Les récentes annonces des USA et de l'OTAN pourraient aggraver le conflit en Ukraine et générer la pire menace pour la paix depuis la crise des missiles de Cuba.

Erik Bulatov (USSR), People in the Landscape (Personnes dans le paysage), 1976.

Chers amis,

Salutations du bureau de l’Institut Tricontinental de recherche sociale.

Il fut un temps où les appels pour une Europe dénucléarisée résonnaient sur tout le continent.
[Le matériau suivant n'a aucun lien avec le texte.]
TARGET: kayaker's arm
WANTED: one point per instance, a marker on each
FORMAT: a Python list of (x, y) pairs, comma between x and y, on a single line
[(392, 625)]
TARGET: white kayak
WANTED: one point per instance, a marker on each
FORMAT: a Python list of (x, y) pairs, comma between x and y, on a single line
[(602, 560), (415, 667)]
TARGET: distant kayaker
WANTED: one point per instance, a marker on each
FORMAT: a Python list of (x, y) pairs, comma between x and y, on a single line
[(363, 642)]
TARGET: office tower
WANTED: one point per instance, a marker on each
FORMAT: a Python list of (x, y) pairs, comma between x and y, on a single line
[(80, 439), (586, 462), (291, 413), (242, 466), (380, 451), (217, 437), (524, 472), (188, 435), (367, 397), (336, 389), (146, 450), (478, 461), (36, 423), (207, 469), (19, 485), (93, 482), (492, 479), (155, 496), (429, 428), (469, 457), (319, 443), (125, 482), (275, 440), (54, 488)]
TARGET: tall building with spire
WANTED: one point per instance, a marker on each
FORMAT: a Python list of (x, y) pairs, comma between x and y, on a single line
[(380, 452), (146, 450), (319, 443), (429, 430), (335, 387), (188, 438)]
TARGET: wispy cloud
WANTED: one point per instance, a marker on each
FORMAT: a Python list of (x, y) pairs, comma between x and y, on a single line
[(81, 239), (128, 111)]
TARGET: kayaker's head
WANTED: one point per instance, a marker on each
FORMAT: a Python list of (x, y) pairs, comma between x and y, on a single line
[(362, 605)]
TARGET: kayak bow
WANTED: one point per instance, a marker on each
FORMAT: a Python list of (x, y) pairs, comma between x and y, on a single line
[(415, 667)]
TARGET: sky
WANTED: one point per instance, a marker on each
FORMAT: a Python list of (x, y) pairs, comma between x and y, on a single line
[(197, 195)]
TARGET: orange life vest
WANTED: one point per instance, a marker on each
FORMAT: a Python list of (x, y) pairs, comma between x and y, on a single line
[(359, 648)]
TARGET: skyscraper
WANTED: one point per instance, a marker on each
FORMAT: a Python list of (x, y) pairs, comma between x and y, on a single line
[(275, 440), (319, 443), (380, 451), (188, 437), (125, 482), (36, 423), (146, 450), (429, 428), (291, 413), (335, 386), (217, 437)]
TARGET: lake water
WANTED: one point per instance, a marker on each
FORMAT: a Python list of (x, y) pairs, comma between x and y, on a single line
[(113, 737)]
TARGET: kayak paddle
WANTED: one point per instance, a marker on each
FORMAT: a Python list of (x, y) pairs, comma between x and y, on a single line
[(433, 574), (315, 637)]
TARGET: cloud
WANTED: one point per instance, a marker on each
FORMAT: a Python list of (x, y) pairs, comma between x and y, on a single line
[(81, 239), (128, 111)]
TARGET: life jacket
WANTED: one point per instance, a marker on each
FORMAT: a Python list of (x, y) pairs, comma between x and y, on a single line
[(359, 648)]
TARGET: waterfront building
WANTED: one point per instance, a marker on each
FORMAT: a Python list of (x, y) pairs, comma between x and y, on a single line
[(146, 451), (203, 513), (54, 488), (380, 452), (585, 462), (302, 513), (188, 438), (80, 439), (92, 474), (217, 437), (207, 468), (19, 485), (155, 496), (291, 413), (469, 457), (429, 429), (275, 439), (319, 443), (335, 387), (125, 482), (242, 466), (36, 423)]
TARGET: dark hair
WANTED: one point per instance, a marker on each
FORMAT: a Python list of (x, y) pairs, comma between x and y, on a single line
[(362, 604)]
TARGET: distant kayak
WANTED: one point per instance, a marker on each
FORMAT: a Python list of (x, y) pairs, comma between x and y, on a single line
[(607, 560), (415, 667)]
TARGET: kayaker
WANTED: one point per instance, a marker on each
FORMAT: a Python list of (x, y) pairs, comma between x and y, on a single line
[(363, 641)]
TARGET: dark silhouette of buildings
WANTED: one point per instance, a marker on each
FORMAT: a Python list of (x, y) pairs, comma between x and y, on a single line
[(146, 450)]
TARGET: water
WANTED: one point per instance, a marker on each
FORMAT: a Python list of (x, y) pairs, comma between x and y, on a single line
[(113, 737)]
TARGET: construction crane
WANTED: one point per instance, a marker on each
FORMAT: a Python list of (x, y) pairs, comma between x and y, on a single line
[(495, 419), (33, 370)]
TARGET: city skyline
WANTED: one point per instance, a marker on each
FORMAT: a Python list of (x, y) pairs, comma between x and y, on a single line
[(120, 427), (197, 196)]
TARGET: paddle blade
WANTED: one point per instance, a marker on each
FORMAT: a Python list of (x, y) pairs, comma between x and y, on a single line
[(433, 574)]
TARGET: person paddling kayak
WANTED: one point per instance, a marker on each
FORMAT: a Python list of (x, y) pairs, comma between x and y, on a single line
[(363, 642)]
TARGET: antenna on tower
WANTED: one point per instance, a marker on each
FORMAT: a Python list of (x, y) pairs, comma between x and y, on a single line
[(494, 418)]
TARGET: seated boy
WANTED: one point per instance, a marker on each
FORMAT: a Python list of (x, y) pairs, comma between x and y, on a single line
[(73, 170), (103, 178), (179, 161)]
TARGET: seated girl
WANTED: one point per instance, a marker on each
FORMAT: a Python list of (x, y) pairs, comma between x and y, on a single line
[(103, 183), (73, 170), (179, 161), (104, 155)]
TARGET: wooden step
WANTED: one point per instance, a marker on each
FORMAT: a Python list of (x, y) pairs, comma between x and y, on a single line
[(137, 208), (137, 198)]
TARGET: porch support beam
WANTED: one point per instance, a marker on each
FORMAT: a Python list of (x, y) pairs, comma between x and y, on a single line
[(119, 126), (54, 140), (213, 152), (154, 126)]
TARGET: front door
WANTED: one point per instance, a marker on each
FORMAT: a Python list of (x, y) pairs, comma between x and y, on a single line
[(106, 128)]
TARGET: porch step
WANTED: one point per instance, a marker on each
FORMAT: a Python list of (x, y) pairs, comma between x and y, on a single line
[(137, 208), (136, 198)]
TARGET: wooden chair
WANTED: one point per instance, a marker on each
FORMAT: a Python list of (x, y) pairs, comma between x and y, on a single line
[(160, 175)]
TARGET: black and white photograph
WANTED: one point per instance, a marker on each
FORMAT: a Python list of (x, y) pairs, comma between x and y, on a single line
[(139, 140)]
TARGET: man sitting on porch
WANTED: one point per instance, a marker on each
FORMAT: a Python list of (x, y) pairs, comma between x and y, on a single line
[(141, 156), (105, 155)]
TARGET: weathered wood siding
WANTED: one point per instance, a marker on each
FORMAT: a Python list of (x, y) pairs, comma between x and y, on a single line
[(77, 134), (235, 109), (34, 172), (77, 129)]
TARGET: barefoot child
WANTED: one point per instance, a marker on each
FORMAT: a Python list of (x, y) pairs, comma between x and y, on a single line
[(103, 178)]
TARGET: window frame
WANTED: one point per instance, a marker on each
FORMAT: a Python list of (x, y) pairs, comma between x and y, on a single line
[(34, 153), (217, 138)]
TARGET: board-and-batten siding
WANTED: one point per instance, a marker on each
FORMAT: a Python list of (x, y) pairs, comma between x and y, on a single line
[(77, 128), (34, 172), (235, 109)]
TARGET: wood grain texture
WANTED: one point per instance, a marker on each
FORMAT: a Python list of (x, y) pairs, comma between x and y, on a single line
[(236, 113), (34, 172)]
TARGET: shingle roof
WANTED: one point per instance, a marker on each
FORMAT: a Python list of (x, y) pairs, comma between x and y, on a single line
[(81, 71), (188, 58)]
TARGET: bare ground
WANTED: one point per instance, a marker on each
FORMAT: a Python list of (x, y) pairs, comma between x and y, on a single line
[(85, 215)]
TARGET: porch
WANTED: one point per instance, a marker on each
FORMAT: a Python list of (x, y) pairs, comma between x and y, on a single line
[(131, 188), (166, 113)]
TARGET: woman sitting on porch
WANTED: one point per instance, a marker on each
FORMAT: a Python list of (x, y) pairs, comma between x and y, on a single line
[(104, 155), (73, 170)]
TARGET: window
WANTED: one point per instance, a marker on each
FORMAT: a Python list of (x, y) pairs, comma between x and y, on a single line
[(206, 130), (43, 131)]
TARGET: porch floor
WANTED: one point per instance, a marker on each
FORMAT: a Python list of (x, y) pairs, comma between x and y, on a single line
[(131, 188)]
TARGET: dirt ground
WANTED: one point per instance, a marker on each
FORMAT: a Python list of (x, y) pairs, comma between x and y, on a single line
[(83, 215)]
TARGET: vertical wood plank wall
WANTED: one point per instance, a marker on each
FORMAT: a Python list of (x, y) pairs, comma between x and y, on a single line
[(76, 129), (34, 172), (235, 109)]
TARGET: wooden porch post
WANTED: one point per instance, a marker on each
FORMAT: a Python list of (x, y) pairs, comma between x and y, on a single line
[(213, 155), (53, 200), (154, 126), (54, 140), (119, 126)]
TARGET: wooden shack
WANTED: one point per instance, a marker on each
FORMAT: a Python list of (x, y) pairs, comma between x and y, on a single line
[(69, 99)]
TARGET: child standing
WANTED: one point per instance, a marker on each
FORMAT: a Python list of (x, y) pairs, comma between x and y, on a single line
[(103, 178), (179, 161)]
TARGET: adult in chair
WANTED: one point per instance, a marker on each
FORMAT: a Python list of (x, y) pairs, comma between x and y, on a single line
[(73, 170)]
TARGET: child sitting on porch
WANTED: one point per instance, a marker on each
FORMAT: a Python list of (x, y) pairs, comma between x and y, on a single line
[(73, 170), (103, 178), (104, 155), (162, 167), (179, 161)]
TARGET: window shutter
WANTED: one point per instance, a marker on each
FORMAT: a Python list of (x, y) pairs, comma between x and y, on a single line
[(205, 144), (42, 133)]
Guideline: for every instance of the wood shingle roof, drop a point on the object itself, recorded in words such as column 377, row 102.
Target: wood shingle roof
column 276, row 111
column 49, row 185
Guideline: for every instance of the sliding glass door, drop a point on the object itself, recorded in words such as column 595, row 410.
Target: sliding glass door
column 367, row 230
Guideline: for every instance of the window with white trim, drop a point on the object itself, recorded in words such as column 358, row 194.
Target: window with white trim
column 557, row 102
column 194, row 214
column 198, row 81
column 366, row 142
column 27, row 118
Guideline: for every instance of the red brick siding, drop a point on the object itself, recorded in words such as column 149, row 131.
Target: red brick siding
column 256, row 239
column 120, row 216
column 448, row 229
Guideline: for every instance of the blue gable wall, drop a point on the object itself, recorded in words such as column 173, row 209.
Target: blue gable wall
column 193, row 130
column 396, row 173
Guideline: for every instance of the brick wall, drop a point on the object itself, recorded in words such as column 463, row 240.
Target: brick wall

Cela a commencé avec l’appel de Stockholm (1950), qui s’ouvrait par ces mots puissants : « Nous exigeons l’interdiction absolue de l’arme atomique, arme d’épouvante et d’extermination massive des populations ». Puis cela s’est amplifié avec l’appel pour le désarmement nucléaire européen (1980), qui lançait un avertissement à glacer le sang : « Nous entrons dans la décennie la plus dangereuse de l’histoire humaine ». Environ 274 millions de personnes ont signé l’appel de Stockholm, y compris –  comme cela a souvent été rappelé – la totalité de la population adulte de l’Union soviétique. Pourtant, depuis l’appel européen de 1980, on a l’impression que chaque décennie est plus dangereuse que la précédente.  En janvier, les rédacteurs du Bulletin of the Atomic Scientists (les gardiens de l’horloge de la fin du monde) écrivaient : « Il est toujours 90 secondes avant minuit ». Minuit, c’est l’Armageddon. En 1949, l’horloge affichait minuit moins trois et en 1980, elle s’était légèrement éloignée du précipice, revenant à minuit moins sept. En 2023, cependant, l’aiguille s’est déplacée jusqu’à quatre-vingt-dix secondes avant minuit, où elle se trouve encore, soit le moment où nous sommes le plus proche d’un anéantissement total.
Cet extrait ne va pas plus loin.